Beweislast liegt beim Arbeitnehmer
Mit seiner Entscheidung vom 11. Dezember 2019 hat das BAG seine ständige Rechtsprechung fortgesetzt, wonach der Arbeitnehmer darzulegen und im Streitfall zu beweisen hat, dass die neue Erkrankung erst nach dem Ende der vorangegangenen Arbeitsunfähigkeit begonnen hat. Der Grundsatz der Einheit des Verhinderungsfalls betrifft keine vom Arbeitgeber einzuwendende Ausnahme, sondern eine der Grundvoraussetzungen des Anspruchs auf Entgeltfortzahlung im Krankheitsfall.
Meldet sich der Arbeitnehmer in unmittelbarem Anschluss an einen ausgeschöpften Sechs-Wochen-Zeitraum erneut mit einer Erstbescheinigung arbeitsunfähig krank und bestreitet der Arbeitgeber mit der Berufung auf den Grundsatz der Einheit des Verhinderungsfalls, dass Arbeitsunfähigkeit in Folge der „neuen“ Krankheit erst jetzt eingetreten ist, liegt die Darlegungs- und Beweislast für die Anspruchsvoraussetzungen auf Entgeltfortzahlung – nach allgemeinen Grundsätzen – beim Arbeitnehmer. Ebenso wie er für die Tatsache der Arbeitsunfähigkeit als solcher beweispflichtig ist, trifft ihn auch für deren Beginn und Ende die objektive Beweislast.

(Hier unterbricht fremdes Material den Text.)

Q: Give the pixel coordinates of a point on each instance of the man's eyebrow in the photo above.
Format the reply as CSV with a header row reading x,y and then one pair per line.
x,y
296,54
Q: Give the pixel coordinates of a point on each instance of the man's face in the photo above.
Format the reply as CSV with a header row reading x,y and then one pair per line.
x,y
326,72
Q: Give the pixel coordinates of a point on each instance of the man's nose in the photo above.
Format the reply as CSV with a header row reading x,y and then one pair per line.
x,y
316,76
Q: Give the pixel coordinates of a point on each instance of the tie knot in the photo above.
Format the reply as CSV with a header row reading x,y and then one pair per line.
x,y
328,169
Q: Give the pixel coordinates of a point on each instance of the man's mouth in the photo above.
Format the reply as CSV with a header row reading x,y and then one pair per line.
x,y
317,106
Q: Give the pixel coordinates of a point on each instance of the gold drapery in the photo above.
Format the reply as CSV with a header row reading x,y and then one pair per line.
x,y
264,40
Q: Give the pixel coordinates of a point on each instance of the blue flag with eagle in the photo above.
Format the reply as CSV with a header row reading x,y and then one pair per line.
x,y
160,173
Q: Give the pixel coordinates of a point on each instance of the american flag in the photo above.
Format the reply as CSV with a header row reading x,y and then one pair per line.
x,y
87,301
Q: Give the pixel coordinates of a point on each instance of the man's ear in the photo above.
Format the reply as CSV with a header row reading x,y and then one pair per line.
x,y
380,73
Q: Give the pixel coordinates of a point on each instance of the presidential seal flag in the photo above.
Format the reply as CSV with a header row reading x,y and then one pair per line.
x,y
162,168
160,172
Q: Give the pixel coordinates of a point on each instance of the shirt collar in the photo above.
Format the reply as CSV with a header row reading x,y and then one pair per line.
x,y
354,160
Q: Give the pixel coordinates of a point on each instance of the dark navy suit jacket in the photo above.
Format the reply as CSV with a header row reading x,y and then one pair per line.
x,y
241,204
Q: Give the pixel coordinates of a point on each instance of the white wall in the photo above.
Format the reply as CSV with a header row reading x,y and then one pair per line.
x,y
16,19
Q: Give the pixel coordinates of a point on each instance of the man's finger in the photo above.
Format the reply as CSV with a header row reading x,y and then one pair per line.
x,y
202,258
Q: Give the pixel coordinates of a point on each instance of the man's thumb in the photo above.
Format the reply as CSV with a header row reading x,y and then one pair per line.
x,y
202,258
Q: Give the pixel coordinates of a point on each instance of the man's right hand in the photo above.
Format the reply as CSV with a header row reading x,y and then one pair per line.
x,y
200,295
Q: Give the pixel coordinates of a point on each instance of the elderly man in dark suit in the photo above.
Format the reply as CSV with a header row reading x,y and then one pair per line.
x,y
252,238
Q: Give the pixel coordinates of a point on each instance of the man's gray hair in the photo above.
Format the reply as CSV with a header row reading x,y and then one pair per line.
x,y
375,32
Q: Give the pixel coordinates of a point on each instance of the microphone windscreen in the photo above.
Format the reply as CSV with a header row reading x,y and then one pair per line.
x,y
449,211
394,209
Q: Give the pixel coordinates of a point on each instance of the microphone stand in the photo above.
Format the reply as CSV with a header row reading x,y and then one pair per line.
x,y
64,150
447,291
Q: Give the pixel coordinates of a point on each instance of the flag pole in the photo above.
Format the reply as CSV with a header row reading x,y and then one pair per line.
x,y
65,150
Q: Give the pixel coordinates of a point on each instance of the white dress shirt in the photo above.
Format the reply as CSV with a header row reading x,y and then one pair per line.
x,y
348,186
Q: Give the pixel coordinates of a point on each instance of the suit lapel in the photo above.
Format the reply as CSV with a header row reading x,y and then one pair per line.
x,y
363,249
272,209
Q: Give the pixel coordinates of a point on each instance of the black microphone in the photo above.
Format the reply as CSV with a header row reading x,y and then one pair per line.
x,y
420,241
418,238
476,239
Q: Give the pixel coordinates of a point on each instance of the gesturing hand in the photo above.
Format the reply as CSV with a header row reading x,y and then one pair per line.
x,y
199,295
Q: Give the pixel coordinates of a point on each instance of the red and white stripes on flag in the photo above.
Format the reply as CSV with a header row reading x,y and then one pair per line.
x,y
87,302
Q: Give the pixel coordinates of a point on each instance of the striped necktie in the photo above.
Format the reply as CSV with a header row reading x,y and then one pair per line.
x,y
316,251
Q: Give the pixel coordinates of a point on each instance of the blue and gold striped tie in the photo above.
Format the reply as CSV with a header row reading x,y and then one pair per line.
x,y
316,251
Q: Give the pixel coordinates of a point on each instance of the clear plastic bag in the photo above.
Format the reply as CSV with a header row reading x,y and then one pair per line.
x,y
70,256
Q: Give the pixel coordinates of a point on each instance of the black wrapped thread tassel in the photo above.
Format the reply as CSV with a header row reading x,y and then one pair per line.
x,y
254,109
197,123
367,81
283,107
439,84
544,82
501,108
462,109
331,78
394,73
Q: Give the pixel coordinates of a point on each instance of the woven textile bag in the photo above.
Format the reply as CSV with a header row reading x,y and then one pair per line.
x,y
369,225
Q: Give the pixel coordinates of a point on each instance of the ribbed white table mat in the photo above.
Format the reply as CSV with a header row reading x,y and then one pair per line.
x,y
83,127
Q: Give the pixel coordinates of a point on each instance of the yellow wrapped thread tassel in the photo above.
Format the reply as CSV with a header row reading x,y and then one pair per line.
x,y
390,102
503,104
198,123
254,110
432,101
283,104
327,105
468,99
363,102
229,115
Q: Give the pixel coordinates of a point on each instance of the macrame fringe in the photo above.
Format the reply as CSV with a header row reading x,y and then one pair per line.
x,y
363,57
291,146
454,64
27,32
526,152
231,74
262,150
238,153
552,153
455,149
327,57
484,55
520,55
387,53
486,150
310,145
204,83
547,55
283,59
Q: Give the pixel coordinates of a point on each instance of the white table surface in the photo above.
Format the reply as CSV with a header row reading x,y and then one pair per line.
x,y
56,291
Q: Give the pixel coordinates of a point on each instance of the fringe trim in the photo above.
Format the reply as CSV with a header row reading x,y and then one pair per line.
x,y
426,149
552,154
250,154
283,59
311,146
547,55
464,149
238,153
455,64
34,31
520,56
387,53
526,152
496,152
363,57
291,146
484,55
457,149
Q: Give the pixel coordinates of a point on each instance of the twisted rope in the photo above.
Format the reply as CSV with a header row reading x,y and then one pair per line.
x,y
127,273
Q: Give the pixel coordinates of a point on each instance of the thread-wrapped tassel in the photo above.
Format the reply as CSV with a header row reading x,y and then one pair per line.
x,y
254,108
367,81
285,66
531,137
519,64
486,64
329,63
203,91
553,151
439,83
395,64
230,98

Hierzu kann er sich zunächst auf die ärztliche Arbeitsunfähigkeitsbescheinigung stützen. Bringt der Arbeitgeber aber gewichtige Indizien dafür vor, dass die Arbeitsunfähigkeit auf einer Krankheit beruht, die bereits vor dem ärztlich attestierten Beginn der Arbeitsunfähigkeit bestanden hat, und zu einer Krankheit, wegen derer der Arbeitnehmer bereits durchgehend sechs Wochen arbeitsunfähig war, hinzugetreten ist, muss der Arbeitnehmer den von ihm behaupteten Beginn der „neuen“ krankheitsbedingten Verhinderung oder aber das Ende der „alten“ Arbeitsunfähigkeit beweisen. Dafür steht ihm die Entbindung seines Arztes von der Schweigepflicht zur Verfügung.
Entscheidung aus Dezember 2019
Im vom BAG im Dezember 2019 entschiedenen Fall ist dies der Klägerin nicht gelungen: Sie konnte nicht beweisen, dass die zunächst bestehende psychische Erkrankung zum Zeitpunkt eines späteren gynäkologischen Eingriffs beendet war. Vielmehr ergab die Beweisaufnahme, dass die Klägerin zum Zeitpunkt der neuen Erkrankung bereits auf einen Platz für eine Psychotherapie wartete und darüber hinaus auch die für die psychische Erkrankung verschriebenen Medikamente weiterhin verordnet wurden.
Konsequenzen für die Praxis
Arbeitgeber sollten vor dem Hintergrund dieser Rechtsprechung auch Erstbescheinigungen auf den Prüfstand stellen. Alleine die Tatsache, dass dem Arbeitnehmer eine neue Erkrankung bescheinigt wird, heißt nicht zwingend, dass eine Entgeltfortzahlungspflicht besteht. Insbesondere wenn die ursprüngliche Arbeitsunfähigkeit auf einer üblicherweise chronischen Erkrankung beruhte, kann eine Ablehnung der Entgeltfortzahlung aufgrund der Beweislastverteilung möglicherweise erfolgreich sein. Zu beachten ist allerdings – wie so oft beim Thema Arbeitsunfähigkeit – dass dies letztlich eine Black Box ist, denn finale Klarheit über Beginn und Ende der jeweiligen Krankheiten wird in der Regel erst eine etwaige Zeugenvernehmung der behandelnden Ärzte bringen.